REPUBLIKA.CO.ID, JAKARTA -- Staf Ahli Menteri Komunikasi dan Informatika Bidang Hukum Henri Subiakto mengajak masyarakat Indonesia untuk mengenal lebih dekat ciri-ciri hoaks dan penyebar kabar bohong serta ujaran kebencian. Ia menunjukkan cara mengenal ciri-ciri hoaks guna menghindari konsekuensi hukum yang berlaku bagi penyebar maupun yang hanya sekadar membagikan.
Henri juga mengingatkan masyarakat untuk tidak ikut menyebarkan informasi yang diterima di media sosial.
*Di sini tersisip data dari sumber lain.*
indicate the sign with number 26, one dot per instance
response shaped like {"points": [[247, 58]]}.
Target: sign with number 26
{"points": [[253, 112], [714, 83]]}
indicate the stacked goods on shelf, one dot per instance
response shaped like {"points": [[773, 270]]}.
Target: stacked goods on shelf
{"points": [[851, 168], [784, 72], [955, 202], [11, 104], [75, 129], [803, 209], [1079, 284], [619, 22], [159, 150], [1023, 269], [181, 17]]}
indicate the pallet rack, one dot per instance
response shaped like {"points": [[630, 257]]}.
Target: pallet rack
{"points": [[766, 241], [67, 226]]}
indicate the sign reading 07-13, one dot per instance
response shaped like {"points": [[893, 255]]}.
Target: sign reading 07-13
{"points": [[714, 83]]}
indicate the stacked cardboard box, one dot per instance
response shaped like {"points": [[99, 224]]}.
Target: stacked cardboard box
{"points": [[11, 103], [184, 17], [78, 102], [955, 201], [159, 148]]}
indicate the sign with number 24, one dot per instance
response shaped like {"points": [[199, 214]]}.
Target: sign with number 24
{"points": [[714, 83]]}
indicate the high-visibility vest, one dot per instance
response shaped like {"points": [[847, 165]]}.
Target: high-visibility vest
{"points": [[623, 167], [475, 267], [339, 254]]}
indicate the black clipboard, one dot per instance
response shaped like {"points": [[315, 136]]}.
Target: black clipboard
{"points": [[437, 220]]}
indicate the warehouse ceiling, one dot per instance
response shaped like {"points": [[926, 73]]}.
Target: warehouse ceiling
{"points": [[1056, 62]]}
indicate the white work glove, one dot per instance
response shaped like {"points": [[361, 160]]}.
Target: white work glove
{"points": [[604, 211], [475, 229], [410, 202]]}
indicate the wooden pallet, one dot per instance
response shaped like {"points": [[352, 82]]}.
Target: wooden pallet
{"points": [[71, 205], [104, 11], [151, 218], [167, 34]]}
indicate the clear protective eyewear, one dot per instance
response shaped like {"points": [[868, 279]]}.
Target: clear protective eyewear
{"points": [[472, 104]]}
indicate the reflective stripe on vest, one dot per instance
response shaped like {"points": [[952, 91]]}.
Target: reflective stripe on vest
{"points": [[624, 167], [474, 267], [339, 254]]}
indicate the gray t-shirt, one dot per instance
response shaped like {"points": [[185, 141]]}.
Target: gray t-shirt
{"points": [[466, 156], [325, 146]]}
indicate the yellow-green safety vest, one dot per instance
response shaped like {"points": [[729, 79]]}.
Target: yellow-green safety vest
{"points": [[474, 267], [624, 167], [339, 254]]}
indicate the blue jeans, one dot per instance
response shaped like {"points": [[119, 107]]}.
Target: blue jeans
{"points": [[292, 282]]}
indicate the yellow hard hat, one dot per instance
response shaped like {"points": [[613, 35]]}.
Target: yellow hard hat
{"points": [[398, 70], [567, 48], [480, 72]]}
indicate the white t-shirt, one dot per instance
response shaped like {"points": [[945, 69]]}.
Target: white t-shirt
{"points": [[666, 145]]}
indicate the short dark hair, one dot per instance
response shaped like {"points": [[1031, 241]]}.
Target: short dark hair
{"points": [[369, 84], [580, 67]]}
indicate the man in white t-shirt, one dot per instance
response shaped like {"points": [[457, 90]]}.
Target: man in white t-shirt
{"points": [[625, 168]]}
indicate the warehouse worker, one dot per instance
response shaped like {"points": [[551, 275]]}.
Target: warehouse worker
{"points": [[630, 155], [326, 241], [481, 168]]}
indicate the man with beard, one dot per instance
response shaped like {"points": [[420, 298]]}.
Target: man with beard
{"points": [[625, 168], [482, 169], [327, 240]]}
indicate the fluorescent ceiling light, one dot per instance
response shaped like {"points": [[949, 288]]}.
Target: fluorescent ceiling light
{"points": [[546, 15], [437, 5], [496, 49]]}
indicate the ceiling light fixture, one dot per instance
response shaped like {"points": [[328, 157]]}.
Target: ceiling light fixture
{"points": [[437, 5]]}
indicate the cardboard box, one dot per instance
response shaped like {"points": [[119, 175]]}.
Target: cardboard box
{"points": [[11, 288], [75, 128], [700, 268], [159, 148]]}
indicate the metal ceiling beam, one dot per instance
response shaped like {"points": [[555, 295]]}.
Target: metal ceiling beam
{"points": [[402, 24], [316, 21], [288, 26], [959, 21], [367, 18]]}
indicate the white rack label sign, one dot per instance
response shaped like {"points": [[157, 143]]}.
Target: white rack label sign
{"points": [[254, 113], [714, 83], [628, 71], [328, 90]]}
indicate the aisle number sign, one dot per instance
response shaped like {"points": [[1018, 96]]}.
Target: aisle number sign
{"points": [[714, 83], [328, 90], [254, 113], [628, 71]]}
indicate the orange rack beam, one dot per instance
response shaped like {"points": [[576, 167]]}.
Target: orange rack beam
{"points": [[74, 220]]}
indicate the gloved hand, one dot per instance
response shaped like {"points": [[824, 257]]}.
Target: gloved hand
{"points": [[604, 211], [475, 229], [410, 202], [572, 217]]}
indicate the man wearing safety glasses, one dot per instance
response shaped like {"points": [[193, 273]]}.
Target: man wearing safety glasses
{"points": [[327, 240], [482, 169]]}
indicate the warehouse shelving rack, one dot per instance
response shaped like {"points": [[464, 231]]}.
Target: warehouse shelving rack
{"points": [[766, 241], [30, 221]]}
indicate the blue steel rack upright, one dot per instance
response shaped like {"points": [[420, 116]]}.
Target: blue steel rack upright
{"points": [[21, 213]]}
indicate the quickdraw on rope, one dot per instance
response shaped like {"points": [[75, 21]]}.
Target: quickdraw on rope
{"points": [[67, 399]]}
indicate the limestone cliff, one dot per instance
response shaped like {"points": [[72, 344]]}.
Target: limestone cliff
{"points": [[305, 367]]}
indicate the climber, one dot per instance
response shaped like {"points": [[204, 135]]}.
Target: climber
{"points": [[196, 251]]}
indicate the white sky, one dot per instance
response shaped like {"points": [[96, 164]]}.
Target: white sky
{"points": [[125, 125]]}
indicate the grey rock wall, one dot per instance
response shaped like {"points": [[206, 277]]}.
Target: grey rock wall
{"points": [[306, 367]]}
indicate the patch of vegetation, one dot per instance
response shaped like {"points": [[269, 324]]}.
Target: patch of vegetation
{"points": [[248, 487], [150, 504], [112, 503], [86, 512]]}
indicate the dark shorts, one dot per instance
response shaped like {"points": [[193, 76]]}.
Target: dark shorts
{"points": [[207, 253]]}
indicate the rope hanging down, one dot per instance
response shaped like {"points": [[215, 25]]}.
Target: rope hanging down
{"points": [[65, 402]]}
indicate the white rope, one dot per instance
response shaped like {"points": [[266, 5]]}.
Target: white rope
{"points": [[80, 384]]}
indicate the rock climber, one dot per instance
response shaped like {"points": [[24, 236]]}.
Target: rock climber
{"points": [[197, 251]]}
Sebab, biasanya informasi tersebut seringkali mengajak dengan menggunakan bahasa-bahasa yang dapat menimbulkan kebencian maupun amarah.
"Ciri-ciri hoaks kalau saat kita terima atau membaca informasi yang dapat membuat kita membenci orang lain atau kelompok tertentu, sehingga mereka menciptakan adanya kebencian, kekhawatiran dan permusuhan," tutur Henri, Selasa (15/1) dalam keterangannya.
Henri mencontohkan salah satu pesan teks yang biasanya dijumpai misalnya dengan mengatakan, 'Indonesia ini bisa hancur'. Hal ini terjadi dan memunculkan ketakutakan dari masyarakat, bahkan dapat menciptakan permusuhan.
"Biasanya juga diminta untuk memviralkan dengan kata-kata 'minta diviralkan, minta disebarkan, jangan berhenti disini kalau berhenti di sini tidak masuk surga' itu justru ciri-ciri hoaks yang seharusnya jangan sampai disebarkan lebih luas lagi," ujar Henri.
Henri mengatakan, bukan hanya pembuat hoaks yang akan berhadapan dengan hukum, namun juga penyebarnya. Hal ini sebagaimana yang diterapkan melalui Undang-Undang Informasi dan Transaksi Elektronik.
Berdasarkan Undang-Undang Informasi dan Transaksi Elektronik Pasal 28 ayat 2 yang berbunyi, "Setiap orang dengan sengaja dan tanpa hak menyebarkan informasi yang ditujukan untuk menimbulkan rasa kebencian atau permusuhan individu dan/atau kelompok masyarakat tertentu berdasarkan atas suku, agama, ras dan antar golongan (SARA) dapat dijerat dengan hukum pidana".